Hocamın diğer güzel bir meziyeti de bizimle arkadaş gibi muamele etmesiydi. Konuşabiliyorduk, soru sorabiliyorduk en güzel şekilde cevabımızı alıyorduk. Hatta onunla bazen tartışabiliyorduk. Çok sakin bir şekilde dinliyor ve hiç kızmıyordu.

Allah-u Teala hocamdan ve sizden razı olsun. Ve sizi Allah-u Tealaya emanet ediyorum.

………………………………….

(1): Bölge halkı tarafından Molla Muhammedê Bêcirmanî ismi ve Molla Mizgîn mahlasıyla yazdığı yüzlerce şiirlerle tanınır. Seyda, Kürd Diwan edebiyatının son dönemdeki en ciddi temsilcilerinden biridir. Otuz yıldan bugüne yazdığı şiirlerle klasik ve modern Kürd şairleri arasında “şiirleri en çok bestelenmiş şair” olma özelliğine sahiptir.

(2): İki ciltten oluşan fıkıh usulü kitabıdır. Kürd medreselerinde son kitap olarak okutulur ve bundan sonra icazet verilir. Üstad Bediüzzaman bu kitabı bir hafta içerisinde ezberlemiş ve kitabın sonuna kendi el hattıyla “Cema’tu cem’al cewamia fî cum’ateyni yevme cum’atin.” (cem’ul cewamî kitabını iki Cuma günü arasında ezeberledim.) ibaresini yazmıştır.

(3): Medrese mollaları arasında zor kitaplardan sorular sorup imtihan yapmak meşhurdu. Mesela Tefsirul Kadî Beydavî’nin “Eş-Şehab” isimli haşiyesi, “Tefsirul Mühmel” isimli muğlâk ibareli zor eser ve mantık ilmine dair telif edilmiş “Kavli Ahmed” isimli eserler bazı mollaların ilmini ispatlama aracı olup bu kitaplardan kendi aralarında bazen imtihan ve küçültme amaçlı sorular sorarlardı.

(4): Molla Abdullahê Botikî olarak tanınır. İnşallah ileriki sayılarda hayatını yayınlayacağız.

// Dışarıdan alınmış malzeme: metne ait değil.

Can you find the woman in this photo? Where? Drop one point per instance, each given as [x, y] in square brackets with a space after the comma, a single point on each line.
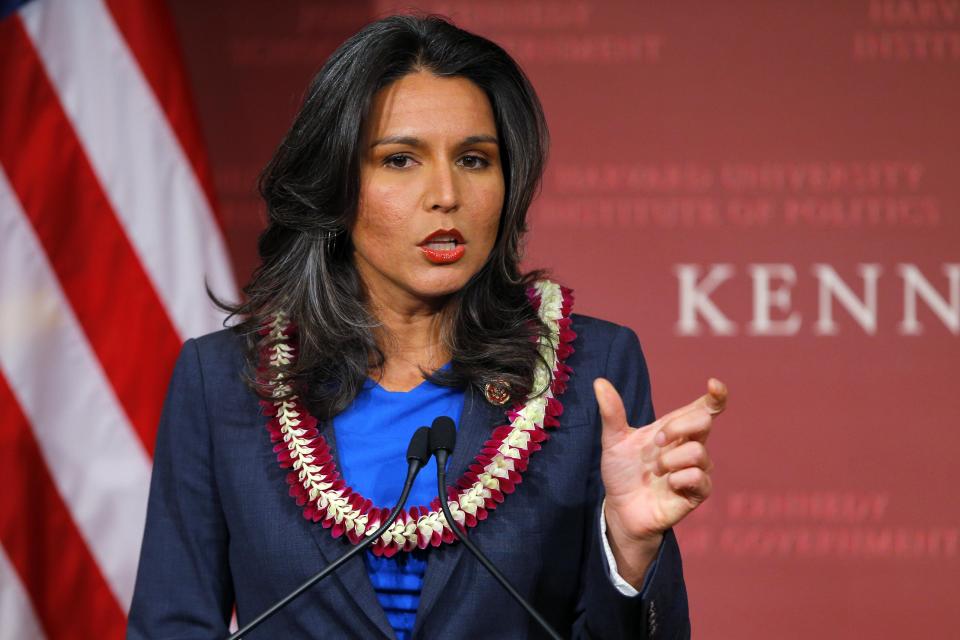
[390, 293]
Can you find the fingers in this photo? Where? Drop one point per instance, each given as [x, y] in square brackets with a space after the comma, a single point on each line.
[689, 454]
[715, 399]
[694, 421]
[693, 425]
[693, 482]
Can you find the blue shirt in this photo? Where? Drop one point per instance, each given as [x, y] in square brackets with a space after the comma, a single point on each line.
[372, 436]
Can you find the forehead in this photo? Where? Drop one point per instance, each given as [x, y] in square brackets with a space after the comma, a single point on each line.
[424, 105]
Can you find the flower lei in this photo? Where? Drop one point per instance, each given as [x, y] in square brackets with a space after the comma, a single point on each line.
[315, 482]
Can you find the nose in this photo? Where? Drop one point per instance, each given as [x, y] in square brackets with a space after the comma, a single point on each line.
[442, 192]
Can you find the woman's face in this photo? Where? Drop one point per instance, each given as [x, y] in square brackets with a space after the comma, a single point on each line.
[431, 189]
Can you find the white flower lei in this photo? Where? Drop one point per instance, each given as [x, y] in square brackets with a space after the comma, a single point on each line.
[315, 482]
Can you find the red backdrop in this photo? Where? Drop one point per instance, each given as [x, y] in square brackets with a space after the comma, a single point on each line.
[767, 193]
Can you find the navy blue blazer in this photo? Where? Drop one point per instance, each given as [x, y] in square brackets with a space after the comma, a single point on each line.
[222, 530]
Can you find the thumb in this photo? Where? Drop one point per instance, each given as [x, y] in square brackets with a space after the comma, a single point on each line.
[612, 413]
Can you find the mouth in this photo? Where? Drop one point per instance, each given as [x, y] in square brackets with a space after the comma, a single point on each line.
[443, 246]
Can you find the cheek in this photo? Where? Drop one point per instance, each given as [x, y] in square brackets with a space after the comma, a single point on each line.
[380, 216]
[488, 213]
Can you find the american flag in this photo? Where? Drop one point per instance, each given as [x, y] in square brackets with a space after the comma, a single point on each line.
[108, 234]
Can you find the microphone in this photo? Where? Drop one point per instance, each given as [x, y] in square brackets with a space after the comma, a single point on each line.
[418, 454]
[443, 437]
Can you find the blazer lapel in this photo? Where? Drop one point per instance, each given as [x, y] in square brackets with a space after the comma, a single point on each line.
[477, 421]
[354, 582]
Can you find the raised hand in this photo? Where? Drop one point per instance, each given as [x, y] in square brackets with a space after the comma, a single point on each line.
[655, 475]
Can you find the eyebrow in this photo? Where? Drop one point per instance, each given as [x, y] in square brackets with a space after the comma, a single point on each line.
[417, 142]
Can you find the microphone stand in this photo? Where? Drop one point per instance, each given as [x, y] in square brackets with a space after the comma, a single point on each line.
[417, 456]
[442, 438]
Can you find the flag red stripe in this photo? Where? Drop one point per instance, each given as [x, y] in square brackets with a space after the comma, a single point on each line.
[69, 594]
[112, 296]
[149, 32]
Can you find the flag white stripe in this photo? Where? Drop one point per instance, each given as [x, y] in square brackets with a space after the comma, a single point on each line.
[93, 454]
[136, 156]
[19, 618]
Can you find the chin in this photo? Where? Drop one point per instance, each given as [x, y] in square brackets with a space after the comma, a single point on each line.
[442, 281]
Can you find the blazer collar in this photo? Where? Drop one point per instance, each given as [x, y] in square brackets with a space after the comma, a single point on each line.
[477, 421]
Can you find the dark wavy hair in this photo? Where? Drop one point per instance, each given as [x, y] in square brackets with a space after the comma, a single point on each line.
[311, 188]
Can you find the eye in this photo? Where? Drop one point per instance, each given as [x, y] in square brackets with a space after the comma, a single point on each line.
[397, 161]
[474, 162]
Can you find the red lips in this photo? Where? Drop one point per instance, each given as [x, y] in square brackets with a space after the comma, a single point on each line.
[443, 246]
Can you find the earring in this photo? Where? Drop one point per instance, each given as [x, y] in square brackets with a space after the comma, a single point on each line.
[497, 391]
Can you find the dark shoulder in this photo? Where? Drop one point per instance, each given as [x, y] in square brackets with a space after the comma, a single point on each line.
[220, 354]
[598, 342]
[596, 327]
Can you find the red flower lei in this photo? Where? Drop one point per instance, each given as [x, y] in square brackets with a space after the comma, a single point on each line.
[315, 482]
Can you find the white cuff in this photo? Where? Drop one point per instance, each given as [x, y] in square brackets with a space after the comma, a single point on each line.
[622, 585]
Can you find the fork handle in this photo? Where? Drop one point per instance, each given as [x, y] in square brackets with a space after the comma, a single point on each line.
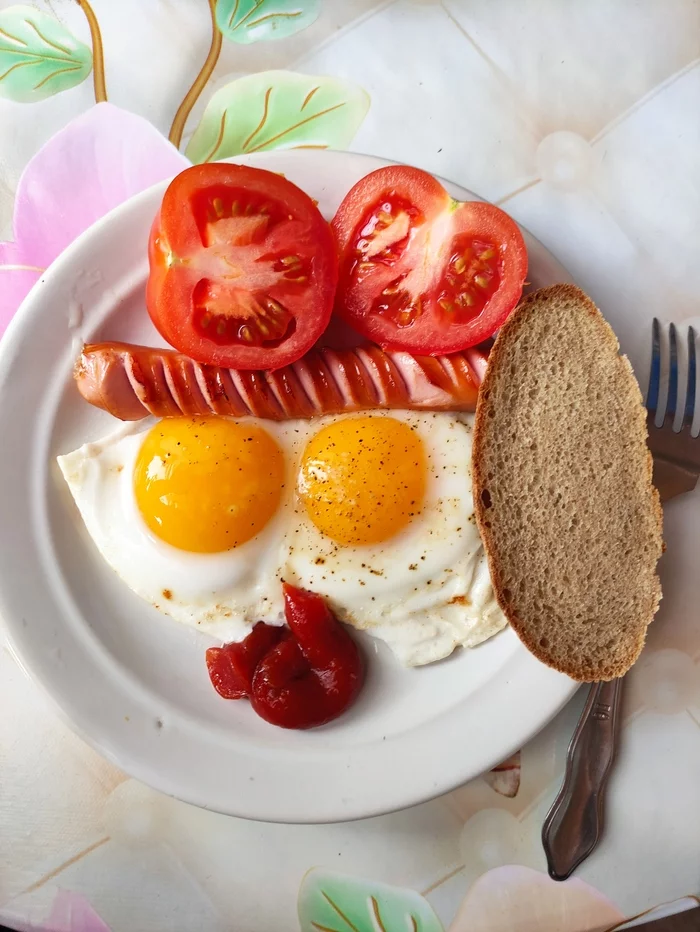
[574, 823]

(5): Şeyh Halil, talebelerine ilim icazeti verdikten sonra isteyenlere kısa bir sürede tecvid ilmine dair bir eser okutur ve tecvid icazeti verirdi.

(6): Cizreli büyük mutasavvıf Şeyh Seyda’nın oğlu Şeyh Nurullah, 12 Mayıs 1985 tarihinde 34 yaşındayken elim bir trafik kazası sonucu hayatını kaybetmiştir. Bu kazanın suikast olduğu da dillendirilmektedir.